For Step 2, despite the implementation of water isotopes in MAR not being fully operational yet, I began the interpretation of water isotope measurements acquired continuously in the atmospheric water vapor, snowfall, and surface snow since 2018 by the GLACCIOS team at the two French Antarctic stations Dumont d'Urville and Dome C (locations in Figure). Continuous isotopic measurements are made possible since the 2010’s thanks to recent developments in spectroscopy. The GLACCIOS team has pioneered these observations in Antarctica, which is challenging in this extremely dry and cold environment. Under this project, I supervised the Master thesis of C. Davrinche who focused on an atmospheric river event reaching Dome C in December 2018. Following her work to characterize this event, I performed a water vapor mass budget in the boundary layer using observations and simulations from the regional atmospheric model MAR, ran with and without drifting snow. The presence of mixed-phase clouds during the event induced a significant increase in downward longwave radiative fluxes, which led to high turbulent mixing in the boundary layer and to heavy drifting snow (white-out conditions). Using MAR simulations, we show that a significant part of the atmospheric water vapor originates from sublimation of drifting snow particles removed from the snowpack in the lower 100 m above the surface. Consequently, the isotopic signal monitored in water vapor during this atmospheric river event reflects both long-range moisture advection and interactions between the boundary layer and the snowpack. Only specific meteorological conditions driven by the atmospheric river can explain these strong interactions.

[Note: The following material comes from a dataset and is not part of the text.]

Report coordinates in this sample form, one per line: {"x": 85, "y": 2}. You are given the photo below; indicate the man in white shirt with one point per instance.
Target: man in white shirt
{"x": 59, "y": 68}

The project and these results have been presented at 3 confenrences (AGU 2019, IARC 2020 and vEGU 2021). I participated to 7 workshops along the project, 5 of them related to the field of water isotopes and paleoclimate, a new scientific community I am now fully part on thanks to this project. I also contributed and designed outreach activities at destination to elementary and middle-school pupils (5 classes), and to the Science Week.